La vita faccenda seria non il delirio di narciso
domenica 17 ottobre 2021

Caro direttore,
a leggere e rileggere l’articolo «Eutanasia e cannabis: successo online» ('Avvenire', 19 settembre) si prova una sorta di incredulità. Colpisce lo stupore per la rapida e massiccia adesione del mondo giovanile alla raccolta di firme per la legalizzazione della cannabis e dell’eutanasia. Se si riflettesse sui fatti di cronaca che si ripetono con cadenza regolare, ci dovremmo stupire del contrario. Non è un caso che sulla 'buona morte' i radicali – con Emma Bonino in prima fila – rivendichino con orgoglio il successo delle loro campagne politico-mediatiche. Sdoganare la morte, somministrata dallo Stato su richiesta di chi è colpito da malattie incurabili. è diventato un dogma.

Mentre si nega il potere di dare la morte a chi abbia commesso gravi crimini ('Nessuno tocchi Caino' il fortunato slogan che ha raccolto consensi e plauso), si invoca paradossalmente dallo Stato il diritto di ricorrere all’eutanasia. Tuttavia la rivendicazione del diritto di disporre liberamente del nostro corpo appare irricevibile. Si basa infatti sul presupposto che possiamo brutalmente riassumere così: 'La tua vita è solo tua e nessuno può impedirti di disporre di te come credi'. Ma sappiamo bene che siamo solo un anello della lunga catena genealogica che ci ha 'prodotti'.

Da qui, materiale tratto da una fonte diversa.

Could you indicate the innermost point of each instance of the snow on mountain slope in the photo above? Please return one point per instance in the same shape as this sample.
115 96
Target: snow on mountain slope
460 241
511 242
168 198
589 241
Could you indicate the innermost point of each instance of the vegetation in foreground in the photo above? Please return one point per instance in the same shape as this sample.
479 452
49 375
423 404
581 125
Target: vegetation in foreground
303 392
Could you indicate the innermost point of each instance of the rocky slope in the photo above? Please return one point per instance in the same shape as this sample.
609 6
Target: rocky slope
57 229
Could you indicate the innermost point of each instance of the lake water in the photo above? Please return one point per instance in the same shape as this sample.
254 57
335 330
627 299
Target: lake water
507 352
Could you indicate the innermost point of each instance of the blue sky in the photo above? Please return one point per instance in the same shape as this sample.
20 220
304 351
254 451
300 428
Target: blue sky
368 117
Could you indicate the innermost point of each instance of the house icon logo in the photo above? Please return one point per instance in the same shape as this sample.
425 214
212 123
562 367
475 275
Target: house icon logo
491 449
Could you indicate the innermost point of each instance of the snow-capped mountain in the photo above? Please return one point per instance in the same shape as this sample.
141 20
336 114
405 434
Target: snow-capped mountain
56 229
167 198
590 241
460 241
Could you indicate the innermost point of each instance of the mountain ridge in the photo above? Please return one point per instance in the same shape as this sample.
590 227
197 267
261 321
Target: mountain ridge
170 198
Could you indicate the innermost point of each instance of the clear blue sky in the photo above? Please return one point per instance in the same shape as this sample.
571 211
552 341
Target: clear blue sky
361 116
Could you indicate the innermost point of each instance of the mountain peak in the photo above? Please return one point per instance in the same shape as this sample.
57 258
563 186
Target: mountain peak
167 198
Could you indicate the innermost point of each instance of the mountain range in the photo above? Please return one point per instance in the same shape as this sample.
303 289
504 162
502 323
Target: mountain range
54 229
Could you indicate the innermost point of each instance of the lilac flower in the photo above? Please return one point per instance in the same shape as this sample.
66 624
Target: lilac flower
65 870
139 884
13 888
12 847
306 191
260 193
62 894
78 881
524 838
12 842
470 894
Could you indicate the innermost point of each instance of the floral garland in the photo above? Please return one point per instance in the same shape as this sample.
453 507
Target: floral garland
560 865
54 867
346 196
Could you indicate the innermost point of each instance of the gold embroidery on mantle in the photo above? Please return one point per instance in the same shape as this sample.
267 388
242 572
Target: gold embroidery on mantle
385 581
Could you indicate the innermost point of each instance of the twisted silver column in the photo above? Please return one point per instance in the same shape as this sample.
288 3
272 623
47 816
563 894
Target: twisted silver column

Non siamo venuti al mondo per un atto astratto della nostra volontà in un processo di autopoiesi .Senza contare che un diritto non è efficace di per sé, ma solo attraverso l’obbligo cui esso corrisponde. L’adempimento di un diritto non proviene da chi lo possiede, ma da coloro che si riconoscono nei suoi confronti obbligati a qualcosa. Chi può sentirsi obbligato a dare la morte a un altro vivente? Un medico? Certo, rimane aperta la questione del dolore. «Nessuno sano di mente vuole soffrire», ha sottolineato Francesco Ognibene su queste pagine, e tuttavia ogni vivente fin dalla nascita sperimenta il dolore nel passaggio dal corpo materno caldo e protetto al mondo esterno.

Attenuare la sofferenza fisica e psichica è possibile e desiderabile. La medicina moderna e la ricerca hanno fatto passi da gigante in questo campo, e gliene siamo profondamente grati, ma far credere che la vita sia un parco giochi dove l’unico imperativo è il piacere, il godimento senza fine dal primo vagito all’ultimo respiro, è tutta un’altra storia. Averlo fatto credere è, per l’appunto, una delle ragioni dell’enorme diffusione dell’uso di droghe. Le generazioni passate erano ben consapevoli che la vita è una faccenda seria. Essa comporta impegno, sacrifici, rinunce, fatica, frustrazioni. Certo anche gioie e soddisfazioni, ma non esclude dall’orizzonte del vissuto i dolori. Questa consapevolezza si è persa. I genitori non la trasmettono più ai loro figli.

Al contrario, nell’entusiasmo seguito alle rivolte giovanili degli anni 60 del Novecento, all’insegna del 'vietato vietare', si è imboccata la strada del 'tutto è possibile': non si devono porre limiti al desiderio di onnipotenza, in un crescendo rossiniano di delirio narcisistico. Da qui non solo lo sdoganamento di alcol e droga fin dalla prima adolescenza ma anche la diffusione dei cosiddetti 'rave' per cercare di prolungare all’infinito lo sballo. In questa deriva, la politica – incurante del bene comune – ha svolto il ruolo di cattiva consigliera. Ha contribuito a far perdere l’orientamento, attraverso la diffusione di programmi televisivi e film, ha dato credibilità alla pedagogia prêt-à-porter secondo cui lo studio deve essere soprattutto 'divertente'. Del resto, lo sviluppo dell’economia mondiale globalizzata ha bisogno non di donne e uomini consapevoli, ma di consumatori ciechi. Vogliamo finalmente invertire la rotta?